The first search term that appears for me is “the regulation of the concentration of economic power.” And no company epitomizes concentrated economic power quite like Google itself, with its domination of search, of ads, and its use of its privileged role to squash competitors.
As it happens, the Justice Department is on the verge of filing an epic antitrust case against Google, which stands to be the biggest such suit since the Microsoft case of the 1990s. The government did not succeed in breaking up Microsoft, but the settlement of the case in 2004 compelled Microsoft to rein in some of its predatory tactics.
As Washington, Wall Street, and Silicon Valley wait to see if the Google suit is filed, Google’s allies and publicists have been doing their best to confuse public opinion. According to Google-funded organizations, the case is a hurry-up political hit job by Trump AG Bill Barr, an all-purpose villain, supposedly because Google and other Big Tech companies lean Democratic.

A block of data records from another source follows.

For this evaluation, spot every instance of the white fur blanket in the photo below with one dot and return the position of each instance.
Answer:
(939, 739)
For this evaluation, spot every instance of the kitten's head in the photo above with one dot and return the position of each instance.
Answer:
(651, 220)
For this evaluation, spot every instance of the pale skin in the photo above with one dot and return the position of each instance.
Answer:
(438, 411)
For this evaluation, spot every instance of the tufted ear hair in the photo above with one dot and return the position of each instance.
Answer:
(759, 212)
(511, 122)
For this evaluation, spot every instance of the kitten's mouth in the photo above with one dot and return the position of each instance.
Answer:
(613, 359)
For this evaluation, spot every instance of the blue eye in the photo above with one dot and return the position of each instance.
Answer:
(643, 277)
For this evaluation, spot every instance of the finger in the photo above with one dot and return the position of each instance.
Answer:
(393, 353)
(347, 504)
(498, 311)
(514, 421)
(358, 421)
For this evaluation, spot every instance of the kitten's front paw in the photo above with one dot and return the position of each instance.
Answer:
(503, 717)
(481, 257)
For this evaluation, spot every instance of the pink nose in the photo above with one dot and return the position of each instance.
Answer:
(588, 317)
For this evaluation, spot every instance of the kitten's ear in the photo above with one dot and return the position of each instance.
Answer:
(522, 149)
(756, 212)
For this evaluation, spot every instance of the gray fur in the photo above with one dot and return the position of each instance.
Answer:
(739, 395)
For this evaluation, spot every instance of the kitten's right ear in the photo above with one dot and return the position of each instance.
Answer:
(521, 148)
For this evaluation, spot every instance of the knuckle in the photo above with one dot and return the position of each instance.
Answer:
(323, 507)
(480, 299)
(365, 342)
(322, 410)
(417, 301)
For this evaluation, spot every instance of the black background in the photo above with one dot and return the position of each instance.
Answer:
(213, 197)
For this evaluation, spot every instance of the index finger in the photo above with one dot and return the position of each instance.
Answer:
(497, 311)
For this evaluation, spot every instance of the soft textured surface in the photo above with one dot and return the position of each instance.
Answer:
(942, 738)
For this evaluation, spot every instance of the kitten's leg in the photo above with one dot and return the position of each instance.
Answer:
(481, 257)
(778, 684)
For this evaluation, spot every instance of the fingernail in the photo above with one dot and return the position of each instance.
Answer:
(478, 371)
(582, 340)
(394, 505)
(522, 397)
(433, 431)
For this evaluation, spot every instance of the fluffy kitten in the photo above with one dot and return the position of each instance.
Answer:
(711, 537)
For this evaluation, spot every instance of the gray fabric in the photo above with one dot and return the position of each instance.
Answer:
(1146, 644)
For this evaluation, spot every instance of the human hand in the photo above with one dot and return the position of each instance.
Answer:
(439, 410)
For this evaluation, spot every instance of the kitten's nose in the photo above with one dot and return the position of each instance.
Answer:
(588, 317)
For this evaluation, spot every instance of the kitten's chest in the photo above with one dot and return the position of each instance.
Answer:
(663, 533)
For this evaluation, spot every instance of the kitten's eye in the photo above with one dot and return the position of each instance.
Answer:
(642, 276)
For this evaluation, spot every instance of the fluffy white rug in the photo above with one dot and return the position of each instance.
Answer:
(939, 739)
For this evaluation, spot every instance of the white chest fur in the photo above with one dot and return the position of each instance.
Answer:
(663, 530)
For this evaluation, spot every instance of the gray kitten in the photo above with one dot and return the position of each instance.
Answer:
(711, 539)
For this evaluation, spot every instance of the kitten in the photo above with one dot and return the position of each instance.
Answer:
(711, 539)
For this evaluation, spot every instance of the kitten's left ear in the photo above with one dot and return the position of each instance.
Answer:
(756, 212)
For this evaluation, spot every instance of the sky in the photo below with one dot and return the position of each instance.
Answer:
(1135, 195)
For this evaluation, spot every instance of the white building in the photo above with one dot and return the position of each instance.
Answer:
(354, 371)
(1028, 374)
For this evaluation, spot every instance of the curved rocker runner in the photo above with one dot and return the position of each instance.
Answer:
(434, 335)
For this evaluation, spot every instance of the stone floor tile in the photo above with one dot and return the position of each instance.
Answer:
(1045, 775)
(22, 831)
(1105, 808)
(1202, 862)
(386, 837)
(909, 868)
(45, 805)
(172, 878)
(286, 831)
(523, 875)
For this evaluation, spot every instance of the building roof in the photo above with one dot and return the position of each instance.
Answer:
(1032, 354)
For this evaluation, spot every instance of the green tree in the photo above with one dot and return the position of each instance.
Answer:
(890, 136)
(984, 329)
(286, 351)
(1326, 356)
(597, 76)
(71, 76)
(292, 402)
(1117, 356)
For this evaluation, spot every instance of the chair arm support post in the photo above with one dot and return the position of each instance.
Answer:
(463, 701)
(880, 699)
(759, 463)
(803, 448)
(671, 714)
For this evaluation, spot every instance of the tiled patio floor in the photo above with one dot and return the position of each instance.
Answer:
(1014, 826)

This is nonsense. The Federal Trade Commission has been investigating Google on the merits on and off since 2011. Sen. Elizabeth Warren has repeatedly called for action against Google’s monopoly excesses. The Democratic chair of the House Antitrust Subcommittee, David Cicilline, recently said of Google, “It used its surveillance over web traffic to identify competitive threats and crush them. It has dampened innovation and new business growth and it’s dramatically increased the price of accessing users on the internet.”
Earlier this month, 13 leading progressive groups including the Open Markets Institute, the Working Families Party, Our Revolution, and the Center for Digital Democracy sent a letter to the nation’s state attorneys general, urging them to join the litigation against Google.
This, however, does not make Bill Barr a good guy. But even a stopped clock is right twice a day. Barr may let this suit go forward for all the wrong reasons. But the time is long overdue to deal with Google’s excesses.